Simon was the first editor at Timely Comics (which would later come to be called Marvel). Later Simon moved to DC Comics to create the Guardian and the Newsboy Legion, the Boy Commandos, and Manhunter and take over the Sandman feature. The “Simon and Kirby” team were the first to receive regular cover credit.
In the late 1940s and 1950s, they formed their own comics imprints, Prize Comics and Mainline Publications.

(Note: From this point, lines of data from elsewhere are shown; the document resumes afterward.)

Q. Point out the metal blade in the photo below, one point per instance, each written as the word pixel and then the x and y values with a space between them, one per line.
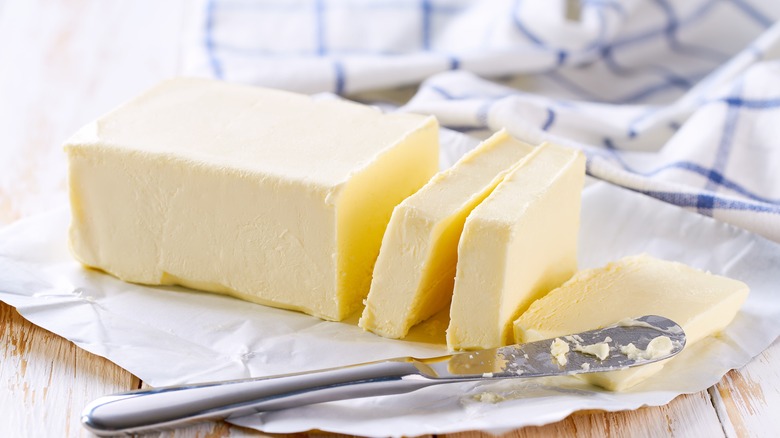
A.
pixel 535 359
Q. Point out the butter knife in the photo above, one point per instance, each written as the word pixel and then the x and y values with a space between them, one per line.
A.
pixel 173 406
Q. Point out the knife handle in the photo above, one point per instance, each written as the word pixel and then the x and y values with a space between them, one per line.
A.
pixel 172 406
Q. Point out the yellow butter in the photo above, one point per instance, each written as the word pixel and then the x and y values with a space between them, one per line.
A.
pixel 415 271
pixel 266 195
pixel 700 302
pixel 517 245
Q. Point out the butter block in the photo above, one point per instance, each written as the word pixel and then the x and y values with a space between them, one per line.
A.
pixel 517 245
pixel 266 195
pixel 415 271
pixel 702 303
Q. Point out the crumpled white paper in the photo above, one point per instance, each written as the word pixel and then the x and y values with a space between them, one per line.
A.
pixel 171 335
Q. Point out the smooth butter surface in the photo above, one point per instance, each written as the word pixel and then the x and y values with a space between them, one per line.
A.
pixel 415 271
pixel 262 194
pixel 517 245
pixel 700 302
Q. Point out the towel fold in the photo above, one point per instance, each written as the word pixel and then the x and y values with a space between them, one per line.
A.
pixel 678 100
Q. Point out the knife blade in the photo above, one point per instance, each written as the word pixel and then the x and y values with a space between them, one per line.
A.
pixel 172 406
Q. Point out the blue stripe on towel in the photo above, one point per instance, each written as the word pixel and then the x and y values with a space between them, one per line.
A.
pixel 208 39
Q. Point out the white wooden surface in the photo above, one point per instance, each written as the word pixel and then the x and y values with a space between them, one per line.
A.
pixel 62 63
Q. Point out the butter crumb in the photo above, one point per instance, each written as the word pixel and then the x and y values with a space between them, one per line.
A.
pixel 657 347
pixel 600 350
pixel 558 350
pixel 488 397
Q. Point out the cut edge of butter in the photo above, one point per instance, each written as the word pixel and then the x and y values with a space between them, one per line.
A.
pixel 115 206
pixel 701 302
pixel 516 246
pixel 414 274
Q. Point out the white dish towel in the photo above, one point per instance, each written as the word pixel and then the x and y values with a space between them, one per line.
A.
pixel 679 100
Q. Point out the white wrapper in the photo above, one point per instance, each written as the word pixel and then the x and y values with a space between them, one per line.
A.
pixel 169 335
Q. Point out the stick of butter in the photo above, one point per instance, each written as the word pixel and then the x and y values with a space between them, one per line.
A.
pixel 265 195
pixel 415 271
pixel 701 303
pixel 517 245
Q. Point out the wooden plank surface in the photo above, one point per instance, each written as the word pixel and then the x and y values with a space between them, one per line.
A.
pixel 62 63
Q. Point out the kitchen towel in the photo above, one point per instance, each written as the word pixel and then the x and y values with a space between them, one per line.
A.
pixel 679 100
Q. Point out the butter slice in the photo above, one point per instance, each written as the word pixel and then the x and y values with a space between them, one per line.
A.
pixel 701 303
pixel 266 195
pixel 415 271
pixel 517 245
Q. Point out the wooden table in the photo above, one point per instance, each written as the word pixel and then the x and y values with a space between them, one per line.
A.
pixel 62 63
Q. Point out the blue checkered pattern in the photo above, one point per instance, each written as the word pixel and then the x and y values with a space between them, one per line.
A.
pixel 679 100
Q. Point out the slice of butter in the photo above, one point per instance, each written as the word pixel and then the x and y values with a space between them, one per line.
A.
pixel 265 195
pixel 415 271
pixel 700 302
pixel 517 245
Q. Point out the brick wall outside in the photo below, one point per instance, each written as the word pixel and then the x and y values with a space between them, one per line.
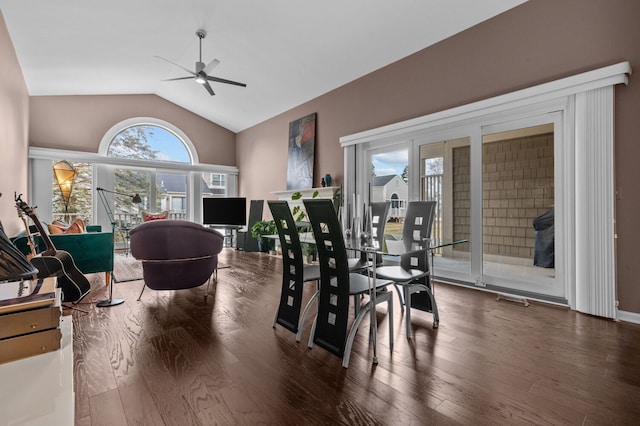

Kirby biographer Mark Evanier, quoted by MSN, said that Simon, besides being able to write and draw, also knew how to edit comics. “Joe himself was the first great real editor who brought to comics skills he’d learned elsewhere and had some perception of how to put a magazine together and how to make a professional looking publication. He had some business acumen. He knew how to talk to publishers, he knew how to make deals.”
Evanier also credits Simon and Kirby with expanding the comics market into horror, crime, humor, and romance comics in the aftermath of World War II.
In a recent interview, Simon said that creating the romance comics was a high point for him and Kirby because they “negotiated to own half of the property,” something that had been an uncertain prospect in the industry.
Titan Books published his autobiography, Joe Simon: My Life in Comics< earlier this year. A personal history of comics, The Comic Book Makers, co-written with his son Jim, was published in 2007.
Simon was the recipient of the Inkpot Award in 1998 and the Will Eisner Comic Book Hall of Fame award in 1999. He is survived by two sons, three daughters and eight grandchildren.